5/10/2017

So let's talk about mental health

Yes, you heard me, MENTAL health. A subject that is close to my heart, not because I put it there but because I have been taken to very dark places by my mental health through no choice of my own.

What triggered it? Who knows, I've always been an over thinker, a worrier a 'what if' kind of person. So it didn't take much to tip me over the edge into the realms of depression.

Now I'm in my mid 30's I finally know how to take care of my head. It's a shame it has taken this long. As a child you are taught to take care of your physical health, I was always popping antibiotics for reoccurring ear infections but was never told how important it is to take care of your mental health.

A catalogue of events in my life affected the way I used to think, they way I dealt with difficult situations, what I thought people thought about me. Losing my dad as a teen, breaking down of my first marriage I totally lost control of myself.

Becoming a mother helped me find my way to an extent but didn't banish my lack of ability to cope with difficulties.

Over a year ago I finally sought professional help with the right person who helped me to look at how I took care of myself, how I thought about things and how not to worry what others think. Accepting that awful tragedies do happen in life and for the first time since I lost my dad I didn't spend the weeks approaching the anniversary of his death on a downward spiral to the dark place.

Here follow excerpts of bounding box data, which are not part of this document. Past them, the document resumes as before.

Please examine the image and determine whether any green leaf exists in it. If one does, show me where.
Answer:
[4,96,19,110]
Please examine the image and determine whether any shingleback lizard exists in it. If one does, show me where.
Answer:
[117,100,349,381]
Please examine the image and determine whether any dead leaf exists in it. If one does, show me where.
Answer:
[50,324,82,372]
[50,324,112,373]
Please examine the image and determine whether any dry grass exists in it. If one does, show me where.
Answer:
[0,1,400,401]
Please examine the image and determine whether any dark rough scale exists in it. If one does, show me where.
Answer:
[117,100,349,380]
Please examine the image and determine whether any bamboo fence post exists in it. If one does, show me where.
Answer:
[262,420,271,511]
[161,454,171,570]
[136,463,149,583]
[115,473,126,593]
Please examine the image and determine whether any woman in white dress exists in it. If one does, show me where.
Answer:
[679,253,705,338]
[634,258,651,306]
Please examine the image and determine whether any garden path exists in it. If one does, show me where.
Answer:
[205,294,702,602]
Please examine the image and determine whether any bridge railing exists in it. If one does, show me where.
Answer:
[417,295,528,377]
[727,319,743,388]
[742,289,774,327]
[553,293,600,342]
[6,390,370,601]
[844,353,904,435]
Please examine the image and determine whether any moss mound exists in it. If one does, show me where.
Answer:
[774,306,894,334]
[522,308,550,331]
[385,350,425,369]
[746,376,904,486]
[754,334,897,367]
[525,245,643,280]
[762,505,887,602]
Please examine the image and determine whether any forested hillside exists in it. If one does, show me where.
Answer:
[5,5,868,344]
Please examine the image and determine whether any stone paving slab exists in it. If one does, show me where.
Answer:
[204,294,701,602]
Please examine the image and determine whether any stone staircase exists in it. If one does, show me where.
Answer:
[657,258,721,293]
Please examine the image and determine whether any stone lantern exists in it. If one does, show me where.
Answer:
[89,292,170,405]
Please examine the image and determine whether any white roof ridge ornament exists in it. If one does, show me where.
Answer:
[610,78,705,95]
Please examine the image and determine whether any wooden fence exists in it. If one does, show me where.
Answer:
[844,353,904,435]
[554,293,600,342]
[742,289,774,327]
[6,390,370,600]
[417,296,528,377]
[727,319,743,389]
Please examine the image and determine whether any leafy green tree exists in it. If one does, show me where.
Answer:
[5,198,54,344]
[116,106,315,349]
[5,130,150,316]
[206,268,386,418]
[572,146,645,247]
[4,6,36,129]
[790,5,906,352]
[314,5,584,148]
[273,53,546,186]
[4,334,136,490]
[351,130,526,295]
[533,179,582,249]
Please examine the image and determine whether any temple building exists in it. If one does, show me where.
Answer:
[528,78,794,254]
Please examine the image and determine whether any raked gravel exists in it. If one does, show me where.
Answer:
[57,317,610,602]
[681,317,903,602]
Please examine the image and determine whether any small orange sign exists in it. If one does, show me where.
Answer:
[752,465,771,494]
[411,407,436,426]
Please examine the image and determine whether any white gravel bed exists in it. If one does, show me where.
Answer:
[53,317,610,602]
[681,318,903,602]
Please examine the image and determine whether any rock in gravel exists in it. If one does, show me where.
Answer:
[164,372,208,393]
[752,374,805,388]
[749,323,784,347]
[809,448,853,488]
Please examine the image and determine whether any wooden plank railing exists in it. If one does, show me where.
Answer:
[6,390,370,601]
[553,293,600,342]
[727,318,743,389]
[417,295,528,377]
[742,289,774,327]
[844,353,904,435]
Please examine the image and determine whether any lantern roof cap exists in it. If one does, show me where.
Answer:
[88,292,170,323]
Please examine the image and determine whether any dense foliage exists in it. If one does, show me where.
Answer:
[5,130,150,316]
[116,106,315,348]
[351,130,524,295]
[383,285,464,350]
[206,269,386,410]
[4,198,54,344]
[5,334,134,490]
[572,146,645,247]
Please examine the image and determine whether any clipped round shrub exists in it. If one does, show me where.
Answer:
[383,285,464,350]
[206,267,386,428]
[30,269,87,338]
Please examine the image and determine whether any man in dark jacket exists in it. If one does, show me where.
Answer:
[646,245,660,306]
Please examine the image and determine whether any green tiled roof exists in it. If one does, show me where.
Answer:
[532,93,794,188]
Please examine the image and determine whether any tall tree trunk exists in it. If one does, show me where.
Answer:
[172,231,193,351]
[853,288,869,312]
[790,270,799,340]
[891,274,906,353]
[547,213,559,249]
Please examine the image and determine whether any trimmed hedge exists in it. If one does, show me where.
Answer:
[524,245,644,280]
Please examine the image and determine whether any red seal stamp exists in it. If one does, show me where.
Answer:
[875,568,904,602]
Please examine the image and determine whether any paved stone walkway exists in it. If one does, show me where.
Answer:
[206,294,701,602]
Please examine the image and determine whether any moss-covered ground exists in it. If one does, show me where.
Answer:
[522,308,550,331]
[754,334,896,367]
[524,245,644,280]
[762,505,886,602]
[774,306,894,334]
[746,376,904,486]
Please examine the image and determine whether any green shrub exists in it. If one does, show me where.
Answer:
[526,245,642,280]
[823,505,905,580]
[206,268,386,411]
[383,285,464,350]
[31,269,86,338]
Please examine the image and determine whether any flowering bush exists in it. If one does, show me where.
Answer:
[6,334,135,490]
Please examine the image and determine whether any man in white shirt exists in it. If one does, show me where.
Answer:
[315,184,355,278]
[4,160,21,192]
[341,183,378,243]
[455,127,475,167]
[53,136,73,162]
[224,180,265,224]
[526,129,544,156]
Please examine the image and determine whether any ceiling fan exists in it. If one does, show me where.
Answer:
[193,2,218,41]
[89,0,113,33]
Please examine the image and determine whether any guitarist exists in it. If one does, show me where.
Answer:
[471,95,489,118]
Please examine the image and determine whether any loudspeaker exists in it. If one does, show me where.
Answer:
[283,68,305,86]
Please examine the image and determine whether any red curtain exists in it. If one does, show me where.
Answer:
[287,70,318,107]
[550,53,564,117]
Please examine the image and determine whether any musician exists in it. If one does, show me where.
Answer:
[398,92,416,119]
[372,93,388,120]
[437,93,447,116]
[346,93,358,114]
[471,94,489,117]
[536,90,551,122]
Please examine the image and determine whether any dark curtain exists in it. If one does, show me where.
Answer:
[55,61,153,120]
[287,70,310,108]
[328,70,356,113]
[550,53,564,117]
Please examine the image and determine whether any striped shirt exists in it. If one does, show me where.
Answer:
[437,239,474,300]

I'm not unhappy and I'm not depressed, I just have to work hard to remind myself that I deserve what I have, life is for living and to negotiate bumps in the road with the use of my toolkit of ways of coping. Nobody said life is easy but it's how you deal with the good and the bad is what sees you through.

So be you, put yourself first and please, please don't be concerned with what other people think or do. You have one life and so live if it for yourself.